Convincing characters live on in debut novel by well-known playwright

The cover of Outside the Lines by Ameera Patel.

The cover of Outside the Lines by Ameera Patel.

OUTSIDE THE LINES
by Ameera Patel (Modjaji Books)

This debut novel by playwright and actress Ameera Patel is both a light read and sustaining enough to live on in the mind – always a good sign. Her astute eye for society in Gauteng, that ever-shifting mosaic of bizarrely diverse people, enhances this thriller-like novel. Patel does not comment – her story does that.

So, what lines does the title refer to? The cover, a delicate drawing of a suburban house with a jacaranda in bloom on the pavement, gives little clue. One begins to read with the faint expectancy that this novel will deal with something outside of society, beyond the margins, the lines of conventionality, the borders of normalcy.

But Patel throws us into a fairly common scene where lines may well refer to lines of cocaine snarfed in a dirty club toilet. It’s not pretty, unless you think in terms of pretty desperate.

It’s a powerful opening, in which a twentysomething white woman, Cathleen, described kindly in the blurb as “troubled”, is picked up by a random stranger. At least that’s how it seems.

Patel rotates her narrative through other lives connected or tangential to Cathleen’s. Though she is central to the complicated and tense plot, the reader’s real sympathy is engaged by others.

Closest to her is Flora, who was her nanny and has   worked for her family for years. Flora, addicted to a cellphone game, is a mensch, keeping her employer’s family together after Cathleen’s mother died.

Her current delight, though, is a Zimbabwean house painter, Runyararo. Their budding romance is disrupted by false accusations of theft by Cathleen, who has an endless need for money. After he has been fired, they manage to stay in contact with their cellphones, with some unforeseen results.
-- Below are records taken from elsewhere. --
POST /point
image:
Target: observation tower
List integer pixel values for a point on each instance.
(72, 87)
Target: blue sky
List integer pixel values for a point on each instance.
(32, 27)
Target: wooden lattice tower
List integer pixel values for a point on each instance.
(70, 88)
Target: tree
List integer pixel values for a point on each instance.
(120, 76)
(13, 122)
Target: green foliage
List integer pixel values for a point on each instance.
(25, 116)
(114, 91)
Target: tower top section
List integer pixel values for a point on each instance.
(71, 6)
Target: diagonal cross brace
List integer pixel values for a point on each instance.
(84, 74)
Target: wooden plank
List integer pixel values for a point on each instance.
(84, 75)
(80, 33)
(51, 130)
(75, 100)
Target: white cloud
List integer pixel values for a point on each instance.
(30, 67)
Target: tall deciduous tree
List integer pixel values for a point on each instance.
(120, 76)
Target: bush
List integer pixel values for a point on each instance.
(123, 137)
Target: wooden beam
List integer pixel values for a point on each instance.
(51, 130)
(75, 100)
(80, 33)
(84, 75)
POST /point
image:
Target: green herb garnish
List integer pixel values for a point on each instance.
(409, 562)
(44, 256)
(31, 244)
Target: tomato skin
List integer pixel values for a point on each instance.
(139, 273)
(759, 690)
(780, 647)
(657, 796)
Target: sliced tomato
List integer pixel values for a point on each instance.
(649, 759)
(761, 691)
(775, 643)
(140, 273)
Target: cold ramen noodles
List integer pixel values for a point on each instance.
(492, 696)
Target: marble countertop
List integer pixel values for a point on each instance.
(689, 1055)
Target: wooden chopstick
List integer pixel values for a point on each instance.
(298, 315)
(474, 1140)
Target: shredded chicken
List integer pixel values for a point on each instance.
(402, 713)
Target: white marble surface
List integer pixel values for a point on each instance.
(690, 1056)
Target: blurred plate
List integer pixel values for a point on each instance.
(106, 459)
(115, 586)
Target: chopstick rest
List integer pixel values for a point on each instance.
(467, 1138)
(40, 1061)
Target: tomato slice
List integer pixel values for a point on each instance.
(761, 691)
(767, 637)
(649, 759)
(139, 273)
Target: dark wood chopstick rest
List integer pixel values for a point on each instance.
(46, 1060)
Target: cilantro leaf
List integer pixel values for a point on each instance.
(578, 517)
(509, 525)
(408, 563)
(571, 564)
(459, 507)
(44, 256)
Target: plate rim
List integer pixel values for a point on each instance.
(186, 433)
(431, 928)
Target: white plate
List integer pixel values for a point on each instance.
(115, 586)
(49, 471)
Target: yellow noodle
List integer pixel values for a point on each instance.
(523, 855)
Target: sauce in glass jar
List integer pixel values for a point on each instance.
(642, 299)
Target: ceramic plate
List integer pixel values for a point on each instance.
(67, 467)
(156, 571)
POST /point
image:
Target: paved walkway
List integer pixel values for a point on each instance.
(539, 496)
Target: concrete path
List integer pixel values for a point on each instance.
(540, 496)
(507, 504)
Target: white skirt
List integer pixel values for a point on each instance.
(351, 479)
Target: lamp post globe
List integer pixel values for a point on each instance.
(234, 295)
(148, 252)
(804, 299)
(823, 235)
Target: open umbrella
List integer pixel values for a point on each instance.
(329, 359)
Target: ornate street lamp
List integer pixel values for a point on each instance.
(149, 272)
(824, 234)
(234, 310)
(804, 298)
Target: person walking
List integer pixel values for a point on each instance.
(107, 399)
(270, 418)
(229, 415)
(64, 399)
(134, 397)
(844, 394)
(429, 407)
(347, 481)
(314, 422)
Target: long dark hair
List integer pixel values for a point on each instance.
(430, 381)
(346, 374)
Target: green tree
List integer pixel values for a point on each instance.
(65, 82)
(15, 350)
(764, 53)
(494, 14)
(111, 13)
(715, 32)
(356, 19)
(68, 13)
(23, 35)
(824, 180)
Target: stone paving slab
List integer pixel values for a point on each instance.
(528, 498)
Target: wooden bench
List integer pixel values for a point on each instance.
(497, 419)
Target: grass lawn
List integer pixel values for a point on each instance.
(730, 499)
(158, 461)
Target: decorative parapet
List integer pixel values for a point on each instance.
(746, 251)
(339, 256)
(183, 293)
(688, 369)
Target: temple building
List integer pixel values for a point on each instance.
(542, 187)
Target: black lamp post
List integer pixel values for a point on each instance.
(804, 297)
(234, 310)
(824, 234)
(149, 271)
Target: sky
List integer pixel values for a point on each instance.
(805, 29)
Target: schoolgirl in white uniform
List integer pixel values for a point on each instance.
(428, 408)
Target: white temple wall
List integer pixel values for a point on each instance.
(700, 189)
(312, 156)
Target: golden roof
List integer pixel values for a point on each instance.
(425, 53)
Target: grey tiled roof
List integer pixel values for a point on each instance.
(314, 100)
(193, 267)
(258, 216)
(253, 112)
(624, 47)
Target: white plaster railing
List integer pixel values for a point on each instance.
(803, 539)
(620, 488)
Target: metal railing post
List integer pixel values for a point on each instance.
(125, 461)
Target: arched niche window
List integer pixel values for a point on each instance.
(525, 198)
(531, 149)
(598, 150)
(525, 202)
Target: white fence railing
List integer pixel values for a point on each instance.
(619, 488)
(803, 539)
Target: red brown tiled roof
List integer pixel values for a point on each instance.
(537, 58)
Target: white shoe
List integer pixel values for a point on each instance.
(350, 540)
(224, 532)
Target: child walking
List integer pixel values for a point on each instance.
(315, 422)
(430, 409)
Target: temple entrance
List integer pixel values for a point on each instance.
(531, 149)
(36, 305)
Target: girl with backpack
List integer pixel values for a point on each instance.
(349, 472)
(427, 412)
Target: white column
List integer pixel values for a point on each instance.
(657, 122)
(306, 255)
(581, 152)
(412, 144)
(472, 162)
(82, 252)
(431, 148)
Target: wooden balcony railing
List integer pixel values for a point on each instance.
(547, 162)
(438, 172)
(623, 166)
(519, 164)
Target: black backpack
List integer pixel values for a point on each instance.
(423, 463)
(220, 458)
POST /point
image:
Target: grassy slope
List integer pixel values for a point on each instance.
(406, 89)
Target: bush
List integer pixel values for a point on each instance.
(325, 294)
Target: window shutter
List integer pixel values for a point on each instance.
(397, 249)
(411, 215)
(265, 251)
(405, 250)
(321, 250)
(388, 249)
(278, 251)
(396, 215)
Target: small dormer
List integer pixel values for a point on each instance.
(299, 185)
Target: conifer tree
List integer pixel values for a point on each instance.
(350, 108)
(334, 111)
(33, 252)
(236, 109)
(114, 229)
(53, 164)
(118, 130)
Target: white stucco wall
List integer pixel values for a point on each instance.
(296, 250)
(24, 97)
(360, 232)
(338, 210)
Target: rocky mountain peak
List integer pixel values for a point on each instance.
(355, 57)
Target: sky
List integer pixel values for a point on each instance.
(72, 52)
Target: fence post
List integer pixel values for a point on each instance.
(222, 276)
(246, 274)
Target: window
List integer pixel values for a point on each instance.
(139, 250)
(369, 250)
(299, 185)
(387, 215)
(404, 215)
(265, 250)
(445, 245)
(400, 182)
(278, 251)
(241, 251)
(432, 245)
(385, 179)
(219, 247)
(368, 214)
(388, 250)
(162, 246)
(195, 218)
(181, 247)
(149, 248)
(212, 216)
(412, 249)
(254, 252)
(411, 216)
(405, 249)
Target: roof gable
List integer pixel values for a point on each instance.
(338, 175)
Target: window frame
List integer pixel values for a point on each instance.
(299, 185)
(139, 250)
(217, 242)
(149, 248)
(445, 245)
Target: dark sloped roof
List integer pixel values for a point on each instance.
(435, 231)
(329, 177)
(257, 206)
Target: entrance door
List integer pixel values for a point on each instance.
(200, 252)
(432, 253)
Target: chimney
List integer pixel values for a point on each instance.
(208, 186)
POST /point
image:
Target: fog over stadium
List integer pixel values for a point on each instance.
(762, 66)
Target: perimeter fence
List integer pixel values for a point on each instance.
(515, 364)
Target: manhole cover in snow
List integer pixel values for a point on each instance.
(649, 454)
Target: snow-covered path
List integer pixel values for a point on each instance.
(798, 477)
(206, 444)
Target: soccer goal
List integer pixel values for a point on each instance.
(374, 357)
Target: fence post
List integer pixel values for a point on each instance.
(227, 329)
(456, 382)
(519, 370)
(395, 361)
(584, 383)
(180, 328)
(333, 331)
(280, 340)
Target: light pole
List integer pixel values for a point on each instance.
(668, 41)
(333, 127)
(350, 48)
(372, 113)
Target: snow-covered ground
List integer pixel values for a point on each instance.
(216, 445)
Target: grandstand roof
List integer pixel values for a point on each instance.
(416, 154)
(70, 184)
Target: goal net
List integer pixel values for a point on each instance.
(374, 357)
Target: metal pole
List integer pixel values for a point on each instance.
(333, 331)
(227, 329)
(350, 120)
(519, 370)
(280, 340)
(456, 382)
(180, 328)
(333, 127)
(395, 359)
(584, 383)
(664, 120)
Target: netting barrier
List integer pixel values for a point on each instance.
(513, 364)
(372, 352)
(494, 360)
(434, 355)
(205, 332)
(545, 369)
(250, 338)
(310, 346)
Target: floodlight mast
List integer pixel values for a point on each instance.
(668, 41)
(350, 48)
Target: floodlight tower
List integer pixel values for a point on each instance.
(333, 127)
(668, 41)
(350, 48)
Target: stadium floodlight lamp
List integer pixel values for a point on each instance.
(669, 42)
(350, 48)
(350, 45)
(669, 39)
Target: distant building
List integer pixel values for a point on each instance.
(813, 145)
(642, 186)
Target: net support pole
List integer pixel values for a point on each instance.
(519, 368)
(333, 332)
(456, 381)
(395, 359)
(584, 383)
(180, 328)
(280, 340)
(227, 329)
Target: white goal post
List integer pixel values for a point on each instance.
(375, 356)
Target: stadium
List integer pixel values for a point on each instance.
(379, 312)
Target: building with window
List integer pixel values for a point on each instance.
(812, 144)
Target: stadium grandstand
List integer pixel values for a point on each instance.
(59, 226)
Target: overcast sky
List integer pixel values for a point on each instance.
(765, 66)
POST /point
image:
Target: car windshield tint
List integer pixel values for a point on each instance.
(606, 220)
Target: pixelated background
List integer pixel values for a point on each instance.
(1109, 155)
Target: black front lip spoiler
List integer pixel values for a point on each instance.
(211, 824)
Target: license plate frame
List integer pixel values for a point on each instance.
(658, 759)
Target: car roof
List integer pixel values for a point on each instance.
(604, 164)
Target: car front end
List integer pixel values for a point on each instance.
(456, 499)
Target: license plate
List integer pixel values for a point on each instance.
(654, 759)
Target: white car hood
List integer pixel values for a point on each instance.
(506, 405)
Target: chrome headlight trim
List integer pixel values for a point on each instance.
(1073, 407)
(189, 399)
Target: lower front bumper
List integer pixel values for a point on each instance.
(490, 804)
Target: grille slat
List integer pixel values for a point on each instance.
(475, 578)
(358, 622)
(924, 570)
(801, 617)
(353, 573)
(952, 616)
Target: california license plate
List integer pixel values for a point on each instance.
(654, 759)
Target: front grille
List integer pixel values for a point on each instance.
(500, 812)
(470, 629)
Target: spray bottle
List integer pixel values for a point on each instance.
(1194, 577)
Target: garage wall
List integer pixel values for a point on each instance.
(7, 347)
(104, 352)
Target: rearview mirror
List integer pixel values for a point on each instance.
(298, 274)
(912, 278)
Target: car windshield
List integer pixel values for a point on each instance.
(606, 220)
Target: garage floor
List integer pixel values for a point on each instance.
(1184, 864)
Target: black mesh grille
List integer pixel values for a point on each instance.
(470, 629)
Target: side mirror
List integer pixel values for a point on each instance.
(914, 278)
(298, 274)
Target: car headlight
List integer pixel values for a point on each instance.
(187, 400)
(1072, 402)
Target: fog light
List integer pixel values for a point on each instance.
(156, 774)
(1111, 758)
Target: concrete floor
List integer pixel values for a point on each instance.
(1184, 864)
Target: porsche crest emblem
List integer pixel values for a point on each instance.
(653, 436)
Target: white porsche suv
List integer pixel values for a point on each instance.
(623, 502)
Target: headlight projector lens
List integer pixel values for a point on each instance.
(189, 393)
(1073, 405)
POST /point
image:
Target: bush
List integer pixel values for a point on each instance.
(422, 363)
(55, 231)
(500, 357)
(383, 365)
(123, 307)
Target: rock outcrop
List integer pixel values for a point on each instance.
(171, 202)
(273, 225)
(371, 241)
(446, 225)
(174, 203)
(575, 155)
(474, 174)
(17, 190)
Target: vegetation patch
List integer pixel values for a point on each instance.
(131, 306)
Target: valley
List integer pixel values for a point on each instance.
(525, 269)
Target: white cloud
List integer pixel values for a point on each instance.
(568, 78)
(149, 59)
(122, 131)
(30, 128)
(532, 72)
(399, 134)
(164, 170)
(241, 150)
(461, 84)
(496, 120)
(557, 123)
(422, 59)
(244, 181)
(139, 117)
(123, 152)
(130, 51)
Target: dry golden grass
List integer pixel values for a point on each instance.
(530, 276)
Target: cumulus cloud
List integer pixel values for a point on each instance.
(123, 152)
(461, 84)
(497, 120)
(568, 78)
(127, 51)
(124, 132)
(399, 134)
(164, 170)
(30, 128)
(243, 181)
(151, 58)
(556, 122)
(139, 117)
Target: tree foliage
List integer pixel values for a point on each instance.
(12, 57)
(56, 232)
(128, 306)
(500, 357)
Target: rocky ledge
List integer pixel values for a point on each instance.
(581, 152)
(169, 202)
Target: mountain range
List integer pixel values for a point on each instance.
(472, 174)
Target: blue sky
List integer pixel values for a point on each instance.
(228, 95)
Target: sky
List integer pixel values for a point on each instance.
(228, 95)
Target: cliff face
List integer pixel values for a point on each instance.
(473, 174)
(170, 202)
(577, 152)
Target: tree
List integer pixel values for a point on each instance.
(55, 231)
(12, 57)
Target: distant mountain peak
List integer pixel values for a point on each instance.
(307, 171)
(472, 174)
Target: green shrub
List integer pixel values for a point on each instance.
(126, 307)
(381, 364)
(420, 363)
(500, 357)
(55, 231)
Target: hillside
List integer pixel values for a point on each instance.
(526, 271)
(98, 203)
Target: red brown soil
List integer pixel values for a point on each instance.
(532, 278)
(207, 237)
A subplot revolves around Flora’s son, Zilindile, who is no angel and has a girlfriend, Farhana, in Lenasia. Things get plausibly complicated with one leap of coincidence that brings them into a circle.

Though the book reads like a thriller, it is enhanced by the depth Patel gives her characters. The reader feels fully immersed in their consciousnesses.

In Farhana’s family life we get a look at the persistence of patriarchy, but also at the lives of women in an endless round of cooking delicious food and caring, while excluded from serious decision-making.

Runyararo is from Mutare, where trauma in part has left him unable to speak. He has put himself under the wing of a wheeling-and-dealing younger relative who knows how to get work in Johannesburg, some of it unsafe and on the wrong side of the law.

Flora, a domestic worker, a figure so central to South African middle-class life, has opinions and aspirations, grit and morality. The most-damned character is Frank, Cathleen’s weak and self-pitying father.

It’s a remarkably good read. I enjoyed the succinct subtitles to each chapter, which focus and comment on what is to come in subtle ways.

My one complaint is this novel is too short (197 pages). In places it seems rushed, for example, after Cathleen finally makes it back to her street, which she recognises partly from the jacaranda flowers lying on the tar. At least another 40 pages would have given it more heft.

Patel has the ability to take us into the lives of her characters; it seems a pity to sacrifice this to “edginess” or fear that a long novel will put readers off. Quite the contrary.